UNITE: Harlem Children’s Zone
Two girls from the youth basketball team talk about growing and learning together.
Interview: Elle Clay
Photos: Jalan and Jibril Durimel
The UNITE stories go deeper on Jordan Brand’s new film series celebrating the power of basketball culture. UNITE is a rallying cry for inspiring and empowering the next generation to never fly alone.
The Harlem Children’s Zone (HCZ) organization was founded almost 50 years ago to provide comprehensive, long term community healing and support for Harlem and New York City families. The organization currently serves more than 14,000 youth, with programs that help from birth all the way through college.
Since 2017, Jordan Brand’s WINGS program has supported HCZ through grants focused on helping students prepare for college, access to WINGS design, scholarship and internship programs and product donations. Part of HCZ’s emphasis on education includes sports programs like basketball, which teach valuable lessons not always learned in the classroom.

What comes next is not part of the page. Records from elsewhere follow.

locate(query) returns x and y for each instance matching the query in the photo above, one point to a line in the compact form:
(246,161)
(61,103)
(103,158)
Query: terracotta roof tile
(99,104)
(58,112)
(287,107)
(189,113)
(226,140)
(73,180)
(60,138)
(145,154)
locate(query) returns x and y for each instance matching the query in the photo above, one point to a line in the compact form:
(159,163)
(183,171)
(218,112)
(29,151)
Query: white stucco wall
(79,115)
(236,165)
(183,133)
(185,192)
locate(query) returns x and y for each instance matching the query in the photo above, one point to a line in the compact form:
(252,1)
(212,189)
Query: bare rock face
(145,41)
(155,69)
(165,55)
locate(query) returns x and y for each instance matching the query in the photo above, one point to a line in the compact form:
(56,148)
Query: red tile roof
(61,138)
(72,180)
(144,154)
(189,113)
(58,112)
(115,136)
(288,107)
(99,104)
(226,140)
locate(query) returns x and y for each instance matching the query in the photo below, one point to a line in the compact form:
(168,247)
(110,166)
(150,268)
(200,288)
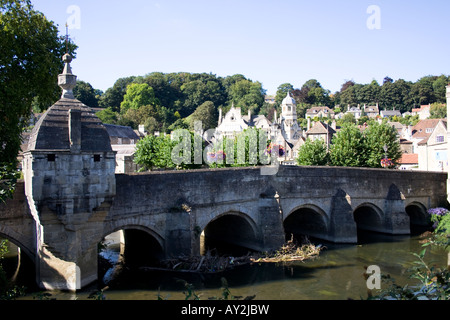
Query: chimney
(75,130)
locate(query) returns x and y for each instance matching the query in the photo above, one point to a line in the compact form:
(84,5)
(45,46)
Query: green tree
(137,96)
(282,91)
(348,147)
(107,116)
(376,137)
(202,88)
(30,61)
(247,95)
(84,92)
(439,88)
(113,97)
(206,114)
(438,111)
(154,152)
(313,153)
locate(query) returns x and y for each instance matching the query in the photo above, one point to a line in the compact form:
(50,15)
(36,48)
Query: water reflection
(338,273)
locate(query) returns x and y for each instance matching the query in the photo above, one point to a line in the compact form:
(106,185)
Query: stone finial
(67,80)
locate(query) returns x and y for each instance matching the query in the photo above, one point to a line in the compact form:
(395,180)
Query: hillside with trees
(168,101)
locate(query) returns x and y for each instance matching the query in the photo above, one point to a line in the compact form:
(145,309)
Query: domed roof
(288,99)
(69,125)
(51,132)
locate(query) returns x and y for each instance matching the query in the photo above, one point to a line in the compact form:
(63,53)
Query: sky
(270,41)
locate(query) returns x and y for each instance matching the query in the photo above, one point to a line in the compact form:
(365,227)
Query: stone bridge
(170,213)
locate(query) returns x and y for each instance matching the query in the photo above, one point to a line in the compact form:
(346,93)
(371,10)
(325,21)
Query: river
(337,274)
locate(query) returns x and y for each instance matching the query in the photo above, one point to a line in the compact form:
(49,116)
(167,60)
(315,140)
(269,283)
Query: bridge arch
(369,217)
(418,217)
(232,232)
(14,238)
(140,245)
(306,220)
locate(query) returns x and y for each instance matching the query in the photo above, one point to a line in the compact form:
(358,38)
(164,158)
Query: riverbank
(212,263)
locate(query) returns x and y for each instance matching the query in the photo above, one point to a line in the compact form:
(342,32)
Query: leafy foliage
(30,61)
(348,148)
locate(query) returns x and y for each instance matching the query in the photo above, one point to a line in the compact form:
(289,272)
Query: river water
(337,274)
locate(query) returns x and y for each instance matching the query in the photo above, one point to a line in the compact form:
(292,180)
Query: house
(269,99)
(432,149)
(423,112)
(321,130)
(390,113)
(422,130)
(321,112)
(356,111)
(409,161)
(371,111)
(231,124)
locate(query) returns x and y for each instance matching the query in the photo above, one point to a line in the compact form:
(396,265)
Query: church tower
(69,173)
(289,124)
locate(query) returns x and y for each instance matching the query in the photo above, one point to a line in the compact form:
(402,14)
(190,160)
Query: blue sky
(269,41)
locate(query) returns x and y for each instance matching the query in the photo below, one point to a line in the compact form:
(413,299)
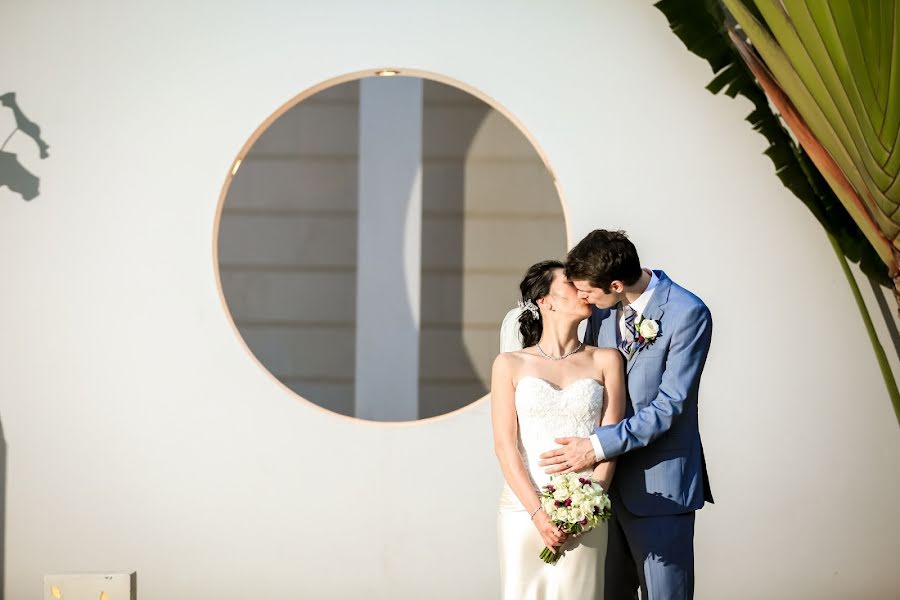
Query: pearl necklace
(551,357)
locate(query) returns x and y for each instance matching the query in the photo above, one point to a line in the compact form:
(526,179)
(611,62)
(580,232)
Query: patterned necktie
(628,340)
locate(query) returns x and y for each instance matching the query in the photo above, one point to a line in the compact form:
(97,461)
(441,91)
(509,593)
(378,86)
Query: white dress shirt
(638,305)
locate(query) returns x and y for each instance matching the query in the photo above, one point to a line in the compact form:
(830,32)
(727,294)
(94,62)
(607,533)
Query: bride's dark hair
(534,286)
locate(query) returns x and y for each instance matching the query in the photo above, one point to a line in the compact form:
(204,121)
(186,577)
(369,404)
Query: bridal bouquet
(575,505)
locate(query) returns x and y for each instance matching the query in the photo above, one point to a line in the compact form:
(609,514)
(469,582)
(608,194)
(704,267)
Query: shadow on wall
(12,173)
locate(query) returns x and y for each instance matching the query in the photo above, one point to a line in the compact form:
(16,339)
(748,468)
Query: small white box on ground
(90,586)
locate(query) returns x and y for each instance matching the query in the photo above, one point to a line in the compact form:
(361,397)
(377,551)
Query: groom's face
(596,296)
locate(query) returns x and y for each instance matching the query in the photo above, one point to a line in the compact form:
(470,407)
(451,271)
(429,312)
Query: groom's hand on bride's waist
(573,454)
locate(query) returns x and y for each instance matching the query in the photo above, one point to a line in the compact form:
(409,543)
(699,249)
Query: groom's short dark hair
(603,257)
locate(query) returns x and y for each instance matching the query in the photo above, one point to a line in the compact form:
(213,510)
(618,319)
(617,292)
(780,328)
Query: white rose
(648,329)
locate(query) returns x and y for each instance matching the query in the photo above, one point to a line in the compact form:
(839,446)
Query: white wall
(140,434)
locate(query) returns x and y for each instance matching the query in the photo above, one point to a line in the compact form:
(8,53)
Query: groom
(664,332)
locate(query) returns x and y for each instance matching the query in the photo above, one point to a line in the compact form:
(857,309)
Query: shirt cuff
(598,449)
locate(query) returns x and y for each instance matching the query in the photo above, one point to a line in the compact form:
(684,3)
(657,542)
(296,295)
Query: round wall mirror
(372,238)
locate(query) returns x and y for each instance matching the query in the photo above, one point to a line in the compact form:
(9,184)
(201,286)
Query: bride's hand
(552,535)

Sixth-graders Mane and Storm play basketball at HCZ’s Promise Academy II middle school. Thanks to HCZ’s attentive teaching and coaching, Mane and Storm say that they’ve improved as players and gained team-building skills.
“When they started a girls team in third grade, we would do these activities and just bond together,” Mane says. “When we’re in the gym, we’re peaceful, we’re calm, and we just come together.” Storm adds: “When we’re practicing, we don’t always get stuff right away. It’s important to collaborate, because we don’t always know what to do, but we can learn together.”

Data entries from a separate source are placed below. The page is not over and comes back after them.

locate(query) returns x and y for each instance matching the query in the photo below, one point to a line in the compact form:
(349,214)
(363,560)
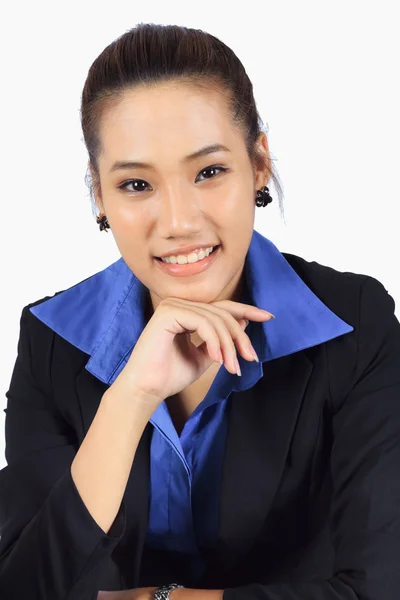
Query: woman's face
(175,201)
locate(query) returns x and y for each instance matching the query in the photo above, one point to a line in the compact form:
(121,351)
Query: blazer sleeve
(49,541)
(365,468)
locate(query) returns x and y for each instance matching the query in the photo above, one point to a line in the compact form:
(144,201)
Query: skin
(180,203)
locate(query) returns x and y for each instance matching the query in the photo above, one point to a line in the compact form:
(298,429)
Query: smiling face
(174,201)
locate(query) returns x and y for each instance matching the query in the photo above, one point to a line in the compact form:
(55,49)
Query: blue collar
(104,315)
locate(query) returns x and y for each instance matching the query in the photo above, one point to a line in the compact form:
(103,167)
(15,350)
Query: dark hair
(150,54)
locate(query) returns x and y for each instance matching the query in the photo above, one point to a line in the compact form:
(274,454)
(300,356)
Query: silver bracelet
(163,592)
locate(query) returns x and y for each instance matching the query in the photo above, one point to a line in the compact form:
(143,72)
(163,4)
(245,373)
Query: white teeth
(190,258)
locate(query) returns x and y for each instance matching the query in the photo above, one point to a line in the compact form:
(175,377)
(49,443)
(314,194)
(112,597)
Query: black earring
(263,197)
(101,219)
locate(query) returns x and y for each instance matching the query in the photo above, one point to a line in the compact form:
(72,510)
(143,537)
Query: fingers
(218,326)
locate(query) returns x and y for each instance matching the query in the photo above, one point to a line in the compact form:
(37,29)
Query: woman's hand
(164,361)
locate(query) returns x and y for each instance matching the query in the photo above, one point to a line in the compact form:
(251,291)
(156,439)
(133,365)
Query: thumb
(243,323)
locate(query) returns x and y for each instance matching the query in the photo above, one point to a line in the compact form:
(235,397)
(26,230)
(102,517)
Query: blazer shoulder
(341,291)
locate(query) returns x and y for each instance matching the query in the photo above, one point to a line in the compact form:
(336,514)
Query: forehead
(164,117)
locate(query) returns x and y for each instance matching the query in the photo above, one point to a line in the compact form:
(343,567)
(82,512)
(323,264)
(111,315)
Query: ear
(96,189)
(261,174)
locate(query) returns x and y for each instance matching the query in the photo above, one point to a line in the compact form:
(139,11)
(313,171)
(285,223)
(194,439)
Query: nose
(180,213)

Playing together has also taught the girls about the value of having each other’s backs. “When somebody goes down, that doesn’t mean all of us have to go down,” Mane explains. “That means all of us have to help lift that one person up as a team.”

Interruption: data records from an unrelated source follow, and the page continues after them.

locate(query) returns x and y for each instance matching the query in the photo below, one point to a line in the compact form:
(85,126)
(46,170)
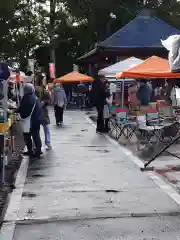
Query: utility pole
(51,33)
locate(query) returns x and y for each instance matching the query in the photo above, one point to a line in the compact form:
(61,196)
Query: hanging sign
(4,71)
(52,70)
(31,65)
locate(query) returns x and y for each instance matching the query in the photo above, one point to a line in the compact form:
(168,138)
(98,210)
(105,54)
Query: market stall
(122,84)
(79,82)
(154,68)
(74,77)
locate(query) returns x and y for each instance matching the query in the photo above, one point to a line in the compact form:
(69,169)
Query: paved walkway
(88,188)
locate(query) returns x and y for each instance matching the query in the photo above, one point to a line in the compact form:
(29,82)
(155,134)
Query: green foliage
(73,27)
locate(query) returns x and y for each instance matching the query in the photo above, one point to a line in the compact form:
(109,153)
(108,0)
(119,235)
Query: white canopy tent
(111,71)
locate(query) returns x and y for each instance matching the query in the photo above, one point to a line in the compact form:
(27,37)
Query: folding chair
(169,120)
(112,120)
(149,135)
(127,126)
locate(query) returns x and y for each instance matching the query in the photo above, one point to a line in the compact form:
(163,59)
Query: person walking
(31,115)
(59,100)
(108,102)
(99,100)
(45,101)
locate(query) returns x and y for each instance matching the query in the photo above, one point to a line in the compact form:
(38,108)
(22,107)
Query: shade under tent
(111,71)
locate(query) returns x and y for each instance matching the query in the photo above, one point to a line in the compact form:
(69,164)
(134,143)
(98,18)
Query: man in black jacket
(30,106)
(98,100)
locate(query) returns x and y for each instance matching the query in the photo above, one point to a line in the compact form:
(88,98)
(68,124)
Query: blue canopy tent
(141,38)
(111,71)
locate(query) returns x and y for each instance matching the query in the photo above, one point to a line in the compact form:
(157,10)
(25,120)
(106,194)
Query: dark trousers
(100,119)
(59,111)
(35,136)
(106,125)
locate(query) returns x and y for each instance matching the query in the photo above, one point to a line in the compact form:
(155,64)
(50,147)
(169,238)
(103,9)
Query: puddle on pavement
(29,195)
(84,130)
(38,175)
(102,151)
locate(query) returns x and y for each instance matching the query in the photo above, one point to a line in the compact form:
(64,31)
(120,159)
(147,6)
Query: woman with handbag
(59,100)
(108,102)
(31,115)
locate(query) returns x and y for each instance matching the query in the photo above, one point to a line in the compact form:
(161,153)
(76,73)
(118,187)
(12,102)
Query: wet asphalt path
(88,189)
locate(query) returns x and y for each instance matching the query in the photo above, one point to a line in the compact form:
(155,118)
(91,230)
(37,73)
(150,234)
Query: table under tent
(156,68)
(121,92)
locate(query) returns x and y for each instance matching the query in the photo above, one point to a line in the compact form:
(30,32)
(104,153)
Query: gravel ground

Jordan Brand and HCZ hope that these experiences will impact Mane, Storm, their teammates and other young girls for years to come. “Some people say that girls can’t shoot or throw,” says Storm. “Not only are boys entitled to this, but girls are, too. It helps bring the community together to accept the fact that girls also want to do sports.”
Mane continues: “This is important, because a lot of kids don’t have an education or the other materials that some people have. It means a lot for us to have this opportunity.”